Je parlais d'une visite éclair sur WR Forum bien sûr; en IDF et Paris j'y suis resté 10 jours, et quel bonheur ! 

'L'harpiste' = Déformation de 'salut l'artiste', non ? (c'est que je
t'imagine bien en train de fêter tes 150 ans -Bibliothèque rose- en jouant de l'harpe).

Je suis d'accord avec toi, 'médiatisé(e)', dont je suis le coupable auteur, peut être compris d'au moins deux manières, et donc trop vague. Tout comme 'médiatique' à bien y réfléchir.


----------



## geve

Rassure-moi : je ne fais pas mon âge, hein ???  

Ben oui, c'est vrai aussi pour "médiatique"... Un adjectif seul risque d'être mal interprété. C'est pourquoi je crois qu'une formule "par voie..." ou "par ... interposé" est la meilleure solution (en tout cas pour l'instant !)


----------



## Gil

geve said:
			
		

> Je vote donc pour une solution comme "diplomatie par média interposés" ou "par voie médiatique" - "diplomatie médiatisée" ne me semble pas complètement clair non plus, ce pourrait être une diplomatie tout à fait classique, mais dont les média parlent beaucoup...
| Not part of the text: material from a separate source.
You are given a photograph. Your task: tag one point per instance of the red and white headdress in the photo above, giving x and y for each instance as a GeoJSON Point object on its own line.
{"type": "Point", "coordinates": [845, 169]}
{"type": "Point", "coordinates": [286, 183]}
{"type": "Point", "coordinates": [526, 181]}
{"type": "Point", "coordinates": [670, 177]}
Malgré tes efforts (louables), je ne suis pas encore convaincu que les médias on quelque chose à voir avec "megaphone diplomacy".  
L'Express ne mentionne pas les mégaphones, mais ça ressemble à ça:


> Avec l'ancien négociateur iranien Hassan Rohani, se rappelle un autre diplomate, "il y avait au moins dialogue" au sein de l'Agence internationale de l'énergie atomique de Vienne.
> "Il était très soucieux de savoir comment nous réagirions dans tel ou tel cas. Avec la nouvelle équipe, on a davantage affaire à un monologue. Nous nous lançons à la figure nos déclarations toutes faites et nous quittons la salle", note-t-il.


On peut imaginer une manif où deux groupes hurlent leurs slogans dans des mégaphones et ne sont pas du tout intéressés à entendre les slogans des autres.
L'orthodoxie polititque ne nous permettra pas de parler de "diplomatie de sourds", mais je crois que c'est apparenté à un «dialogue de sourd».

Et puis, tu as peut-être raison.


----------



## zam

geve said:
			
		

> Rassure-moi : je ne fais pas mon âge, hein ???
> 
> Ben oui, c'est vrai aussi pour "médiatique"... Un adjectif seul risque d'être mal interprété. C'est pourquoi je crois qu'une formule "par voie..." ou "par ... interposé" est la meilleure solution (en tout cas pour l'instant !)


 
Alors, dis-nous tout, tu les as fêtés comment tes 150 ans, en jouant de l'harpe avec tes copines du club des 5 ?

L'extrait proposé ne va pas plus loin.